A. Christ's humiliation after his death consisted in his being buried, and continuing in the state of the dead, and under the power of death till the third day; which hath been otherwise expressed in these words, He descended into hell.

The Reformed church founded by John Calvin understood the phrase symbolically as Christ suffered the pains of hell while on the cross.

Heidelberg Catechism

44. Q. Why is there added: He descended into hell?

A. In my greatest sorrows and temptations I may be assured and comforted that my Lord Jesus Christ, by His unspeakable anguish, pain, terror, and agony, which He endured throughout all His sufferings but especially on the cross, has delivered me from the anguish and torment of hell.

The Roman Catholic church understood the phrase literally; however, through their oral tradition, they developed an extrabiblical understanding of the phrase.

Augustine believed that Jesus did indeed descend into hell; but, he was unable to find biblical support for it. He had difficulty understanding 1 Peter 3:18-20 where it referred to Jesus "preaching to the dead" who were presumably in hell.

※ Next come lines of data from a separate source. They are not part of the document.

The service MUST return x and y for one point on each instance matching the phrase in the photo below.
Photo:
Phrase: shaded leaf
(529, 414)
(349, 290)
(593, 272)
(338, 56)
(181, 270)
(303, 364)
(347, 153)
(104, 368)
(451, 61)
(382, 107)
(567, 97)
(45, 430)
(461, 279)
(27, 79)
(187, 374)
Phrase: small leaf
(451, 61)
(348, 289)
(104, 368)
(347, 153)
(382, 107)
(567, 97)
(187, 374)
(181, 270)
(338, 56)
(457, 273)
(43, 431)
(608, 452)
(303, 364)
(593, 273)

Thomas Aquinas, in an attempt to understand 1 Peter 3:18-20, developed the idea that Jesus descended into hell and purgatory. Hell was for unbelievers and purgatory was for believers awaiting righteous deliverance.

The Catechism of Pope St. Pius X (1908), designed for the general church so that they may find clear and complete answers to their questions, develop their extrabiblical understanding further as exemplified by the Fifth Article of the Creed.

The Fifth Article of the Creed

1 Q. What are we taught in the Fifth Article: He descended into hell; the third day He rose again from the dead?

A. The Fifth Article of the Creed teaches us that the Soul of Jesus Christ, on being separated from His Body, descended to the Limbo of the holy Fathers, and that on the third day it became united once more to His Body, never to be parted from it again.

2 Q. What is here meant by hell?

A. Hell here means the Limbo of the holy Fathers, that is, the place where the souls of the just were detained, in expectation of redemption through Jesus Christ.

3 Q. Why were not the souls of the Holy Fathers admitted into heaven before the death of Jesus Christ?

A. The souls of the holy Fathers were not admitted into heaven before the death of Jesus Christ, because heaven was closed by the sin of Adam, and it was but fitting that Jesus Christ, who reopened it by His death, should be the first to enter it.

Of this controversy regarding the Apostles’ Creed and the phrase "He descended into Hell", the following observations can be made:

1. The origin of the phrase "He descended into Hell" is unknown, and the phrase is absent in the earliest versions of the Creed.

2. Biblical support for the idea that Jesus descended into Hell after His crucifixion is lacking (see the article "Understanding 1 Peter 3:18... When Jesus was crucified, did He go to Hell?").

3. Subsequent theologians, in the development of their catechisms, had difficulty understanding this phrase.

"Whenever they can really demonstrate to be true of physical nature we must show to be capable of reconciliation with our Scriptures; and whatever they assert in their treatises which is contrary to these Scriptures of ours, that is to the Catholic faith, we must either prove it as well as we can to be entirely false, or at all events we must, without the smallest hesistation, believe it be so." St. Augustine, De Genesi ad litteratum, 415 A.D.